Berdasarkan pengamatan dan percakapan singkat itu, membuatku berpikir tentang satu hal yaitu kupon putih membuat setiap berharap mendapatkan mimpi yang bagus agar nomor yang dipasang menjadi angka yang jitu. Pemberian angka-angka pada kupon putih membuat mereka sangat bersemangat. Mereka melakukannya dengan sebuah harapan supaya bisa mendapatkan uang dalam jumlah yang banyak.

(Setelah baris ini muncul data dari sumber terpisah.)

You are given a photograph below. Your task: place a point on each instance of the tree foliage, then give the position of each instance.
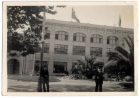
(124, 58)
(29, 20)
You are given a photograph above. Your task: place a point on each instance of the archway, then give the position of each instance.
(13, 66)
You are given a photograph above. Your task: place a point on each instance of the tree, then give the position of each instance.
(29, 20)
(124, 59)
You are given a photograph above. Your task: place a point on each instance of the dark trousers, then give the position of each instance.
(98, 87)
(45, 84)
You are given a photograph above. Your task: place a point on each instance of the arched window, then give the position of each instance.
(80, 37)
(96, 38)
(61, 35)
(47, 33)
(112, 40)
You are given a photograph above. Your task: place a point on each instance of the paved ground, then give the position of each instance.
(65, 85)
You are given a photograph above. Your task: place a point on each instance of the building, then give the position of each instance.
(67, 42)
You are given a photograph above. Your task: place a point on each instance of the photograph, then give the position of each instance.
(63, 47)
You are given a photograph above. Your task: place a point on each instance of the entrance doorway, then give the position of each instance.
(13, 66)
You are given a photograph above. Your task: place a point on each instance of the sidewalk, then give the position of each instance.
(65, 85)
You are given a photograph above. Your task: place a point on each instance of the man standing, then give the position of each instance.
(99, 80)
(45, 78)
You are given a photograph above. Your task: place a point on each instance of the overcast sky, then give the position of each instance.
(101, 15)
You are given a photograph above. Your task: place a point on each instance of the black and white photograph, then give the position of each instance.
(64, 47)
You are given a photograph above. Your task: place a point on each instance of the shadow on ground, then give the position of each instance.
(28, 78)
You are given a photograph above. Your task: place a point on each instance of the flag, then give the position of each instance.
(119, 21)
(74, 16)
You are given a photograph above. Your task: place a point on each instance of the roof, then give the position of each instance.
(88, 25)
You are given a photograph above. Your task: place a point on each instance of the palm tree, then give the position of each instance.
(123, 58)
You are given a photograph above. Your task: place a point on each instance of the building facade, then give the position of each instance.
(67, 42)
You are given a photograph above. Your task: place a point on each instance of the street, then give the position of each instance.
(65, 85)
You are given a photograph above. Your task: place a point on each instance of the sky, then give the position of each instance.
(98, 14)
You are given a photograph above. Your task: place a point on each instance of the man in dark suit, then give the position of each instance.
(44, 74)
(99, 80)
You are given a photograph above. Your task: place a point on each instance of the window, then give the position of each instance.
(78, 50)
(96, 38)
(61, 35)
(46, 48)
(96, 51)
(80, 37)
(112, 40)
(61, 49)
(46, 33)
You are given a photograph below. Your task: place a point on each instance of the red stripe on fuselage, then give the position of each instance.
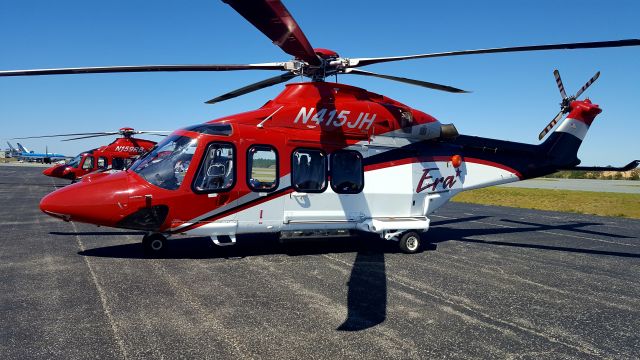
(384, 165)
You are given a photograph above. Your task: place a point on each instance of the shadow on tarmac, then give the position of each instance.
(367, 286)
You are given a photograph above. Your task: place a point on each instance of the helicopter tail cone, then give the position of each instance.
(562, 146)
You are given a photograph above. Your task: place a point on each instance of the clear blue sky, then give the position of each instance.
(514, 95)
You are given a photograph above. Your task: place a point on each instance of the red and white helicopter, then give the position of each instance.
(117, 155)
(320, 157)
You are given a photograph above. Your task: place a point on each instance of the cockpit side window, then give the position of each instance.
(217, 171)
(167, 165)
(88, 163)
(75, 162)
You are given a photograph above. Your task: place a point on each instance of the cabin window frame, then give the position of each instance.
(203, 158)
(332, 168)
(325, 169)
(88, 158)
(106, 162)
(262, 147)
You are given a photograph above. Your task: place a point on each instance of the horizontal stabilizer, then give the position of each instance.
(630, 166)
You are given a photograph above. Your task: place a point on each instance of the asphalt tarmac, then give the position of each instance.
(492, 283)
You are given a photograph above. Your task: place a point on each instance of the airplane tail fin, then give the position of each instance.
(562, 145)
(22, 148)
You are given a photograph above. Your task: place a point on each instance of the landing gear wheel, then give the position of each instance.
(410, 242)
(154, 244)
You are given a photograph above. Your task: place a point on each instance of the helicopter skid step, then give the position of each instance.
(316, 234)
(391, 227)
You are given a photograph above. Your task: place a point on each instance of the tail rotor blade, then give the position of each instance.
(556, 73)
(553, 123)
(585, 86)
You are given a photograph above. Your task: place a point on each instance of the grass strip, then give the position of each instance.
(581, 202)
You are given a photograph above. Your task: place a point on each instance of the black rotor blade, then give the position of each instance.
(585, 86)
(630, 166)
(150, 132)
(357, 62)
(556, 74)
(142, 68)
(426, 84)
(273, 19)
(252, 87)
(60, 135)
(90, 136)
(551, 124)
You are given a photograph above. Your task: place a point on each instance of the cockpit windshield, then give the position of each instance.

Bayangkan korelasinya; tidur malam, mimpi, paginya pasang nomor, sore dengar hasil, begitu seterusnya dilakukan secara berulang. Rupanya ini menjadi sebuah kebiasaan yang dapat merugikan manusia itu sendiri. Sebab kemungkinan untuk mendapatkan nomor yang jitu sangatlah kecil. Sementara uang yang dikeluarkan setiap hari, misalnya Rp.10.000,- bahkan kemungkinan lebih sudah bisa digunakan untuk memenuhi kebutuhan yang lain.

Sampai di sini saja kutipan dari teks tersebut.